Reflective code loading: Executable code ran in memory regions with no corresponding file on disk.
Suspicious memory allocation: Read-Write-Execute (RWX) memory permissions were requested — a staging pattern for malicious payloads.
Process injection patterns: Execution flow consistent with code being redirected into a secondary process to mask its origin.
Heuristic shellcode signatures: Sequential operations characteristic of automated exploitation toolkits preparing an environment for command execution.

The agent autonomously terminated and quarantined the involved processes. The malicious CRYPTBASE.dll placed in the process memory never reached its target.

Background: The Rise of Trusted-Source Supply Chain Attacks

This incident is part of a systemic shift identified in SentinelOne’s Annual Threat Report: “This shift extends deeply into the software supply chain, where the identity of a trusted developer becomes the vector of attack.” In late 2025, the GhostAction campaign compromised a GitHub maintainer account to push malicious workflows that extracted secrets. A concurrent phishing attack against an NPM maintainer deployed malicious code capable of intercepting cryptocurrency transactions.
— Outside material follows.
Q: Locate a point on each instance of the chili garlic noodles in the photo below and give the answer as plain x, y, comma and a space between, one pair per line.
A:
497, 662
In each case, commit logs and push events appeared legitimate because they originated from accounts with valid write access. The identity was verified, but the intent had been subverted. The CPUID incident extends this pattern to software distribution itself: the supplier’s download infrastructure became the delivery channel.

What This Means for Software Security

“Organizations must stop trusting binaries solely based on digital signatures or origin,” warned Mark Chen, Vice President of Security Strategy at SentinelOne. “Behavioral detection — watching what a process does — is now the only reliable defense against supply chain attacks that misuse trusted infrastructure.”
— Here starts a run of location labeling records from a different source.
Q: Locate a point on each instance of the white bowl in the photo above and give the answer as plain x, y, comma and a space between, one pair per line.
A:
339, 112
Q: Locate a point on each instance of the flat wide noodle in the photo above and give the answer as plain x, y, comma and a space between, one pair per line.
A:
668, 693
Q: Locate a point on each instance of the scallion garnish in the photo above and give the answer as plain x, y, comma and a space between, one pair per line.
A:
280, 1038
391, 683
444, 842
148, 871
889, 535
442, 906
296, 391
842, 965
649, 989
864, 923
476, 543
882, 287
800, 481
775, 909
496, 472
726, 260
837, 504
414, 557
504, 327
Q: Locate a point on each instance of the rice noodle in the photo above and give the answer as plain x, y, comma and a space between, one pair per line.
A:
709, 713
Traditional signature-based antivirus would have missed this attack because the binary was genuine and signed. SentinelOne’s AI EDR, by contrast, focused on the process chain and memory operations. As attackers increasingly target the software supply chain, security solutions must shift from trust-by-identity to trust-by-behavior. The CPU-Z watering hole is a stark reminder that any manufacturer’s website can become a delivery vehicle for malware — and that autonomous, behavioral detection is no longer optional.